Varios vecinos de Residencia Bahía de Laredo, que está siendo demolido parcialmente en cumplimiento de una sentencia judicial contra este edificio residencial plurifamiliar ubicado en la Avenida de los Derechos Humanos –junto al Hospital de Laredo– han denunciado la aparición de grietas en sus viviendas como consecuencia de esta actuación, "que lleva paralizada más de un mes", según comentan.

Algunos vecinos ya han dirigido varios escritos al Ayuntamiento de Laredo sin recibir respuesta alguna por parte del equipo de gobierno (PSOE). "La grietas han aparecido en diferentes estancias de mi vivienda y en los elementos comunes de la comunidad de propietarios, llegando incluso a afectar a los azulejos de baño y cocina, habiéndose caído algunos que han sido repuestos por la propiedad", señala una vecina afectada, que ya ha presentado varios escritos en el Ayuntamiento "sin que se adopte medida alguna para paliar una situación que cada día se agrava más y que incluso afecta a mi estado de salud".

Esta vecina, que reside en un tercer piso del edificio, considera que el Ayuntamiento, como órgano encargado del cumplimiento del fallo de la sentencia, "debería realizar un informe en el que se analice, vivienda por vivienda, la incidencia en la ejecución de la obra". Asimismo, entiende que debería analizarse la estructura del edificio y elementos comunes y poner en conocimiento del Tribunal el resultado de dicho informe. "Tal y como acreditan los diversos escritos que he presentado, de seguir avanzando la obra y agravándose la situación, podría no quedar garantizada la seguridad de las personas y las cosas, ya que se podrían llegar a producir importantes daños en los distintos pisos y resto de elementos del edificio".
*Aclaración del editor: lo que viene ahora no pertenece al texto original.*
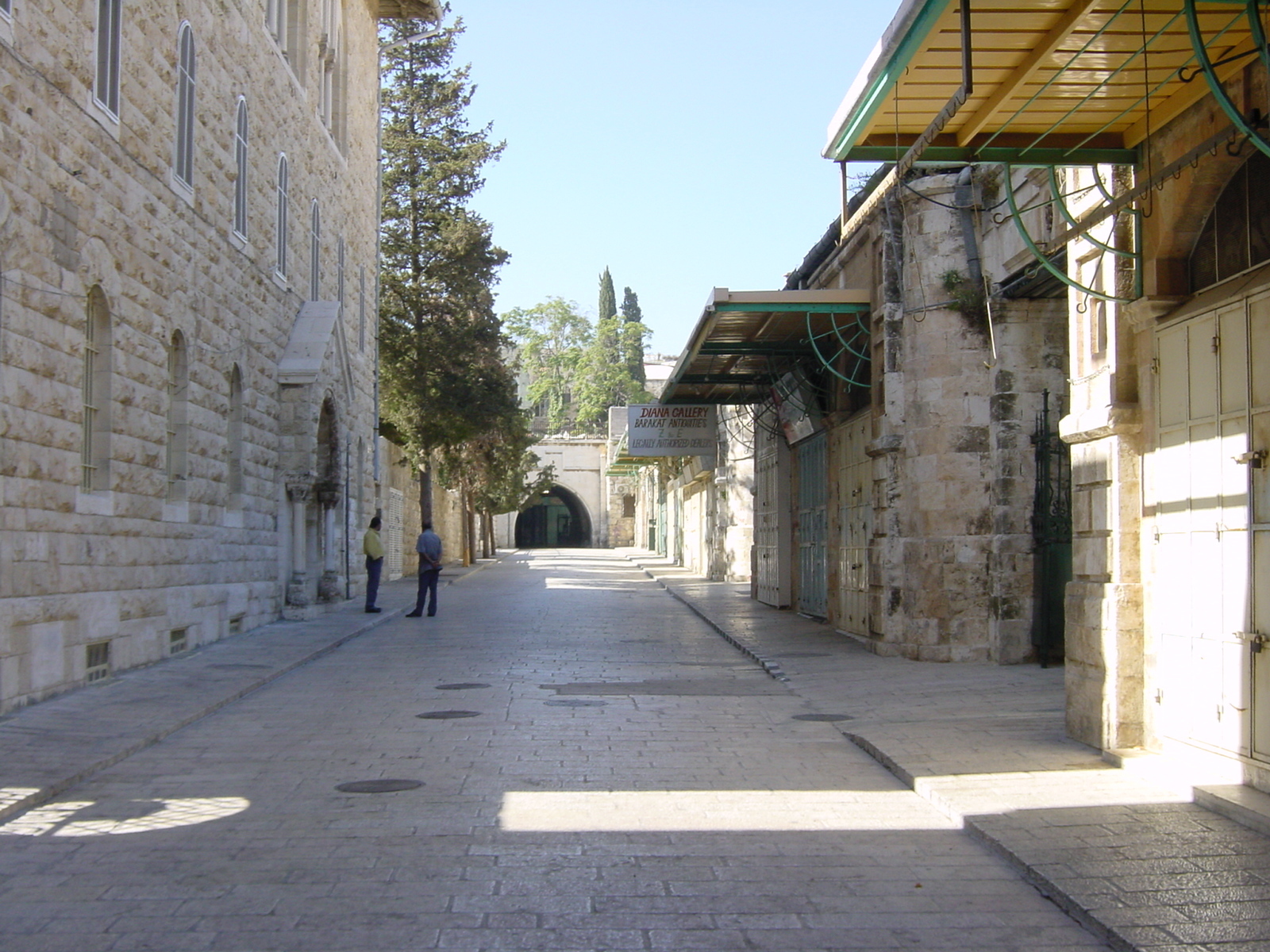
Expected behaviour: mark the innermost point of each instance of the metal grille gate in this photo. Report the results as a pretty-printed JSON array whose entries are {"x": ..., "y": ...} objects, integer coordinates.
[
  {"x": 813, "y": 526},
  {"x": 1052, "y": 535}
]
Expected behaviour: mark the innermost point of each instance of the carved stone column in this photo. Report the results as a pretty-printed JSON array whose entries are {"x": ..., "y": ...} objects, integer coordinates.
[
  {"x": 298, "y": 490},
  {"x": 328, "y": 587}
]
Los afectados reclaman un informe del director de obra sobre los efectos del derribo

Esta vecina solicita al Ayuntamiento que requiera un informe al arquitecto director de la obra –que ha cambiado–, previa visita a cada una de las viviendas y elementos comunes de la comunidad de propietarios, a los efectos de comprobar si la ejecución de la obra está provocando desperfectos en el edificio y si de proseguir la ejecución se puede garantizar la seguridad de las personas y las cosas. Asimismo, pide que se pongan estos extremos en conocimiento de la Sala de los Contencioso Administrativo del Tribunal Superior de Justicia de Cantabria.



Del mismo modo, esta afectada señala que en octubre del año 2015 el arquitecto director de la obra giró visita de inspección a todas las viviendas de la comunidad de propietarios, incluida la suya, y recogió las incidencias en un informe "en el cual se dice que en mi vivienda solamente existía una pequeña fisura en el hall de entrada". "Como se puede comprobar en las fotos que he adjuntado en mis escritos presentados al Ayuntamiento, desde octubre de 2015 hasta ahora se ha multiplicado las grietas y fisuras, tanto en la vivienda como en los elementos comunes de la comunidad".

Retraso del derribo

La empresa Excavaciones Palomera es la encargada de ejecutar los trabajos de demolición parcial del edificio, que suponen para las arcas municipales un desembolso de 214.055 euros y que han sufrido un importante retraso, ya que fue adjudicada el 12 de junio del año 2015. Esta actuación tiene que correr por cuenta del Ayuntamiento pejino como responsable subsidiario –el promotor no se hizo cargo de las obras– después de que el Juzgado le advirtiese de que podría ser multado por no hacerlo. Este caso se remonta al año 2003, cuando el Ayuntamiento de Laredo instó al derribo parcial del inmueble con cargo a la empresa constructora, Promociones Inmobiliarias Nates.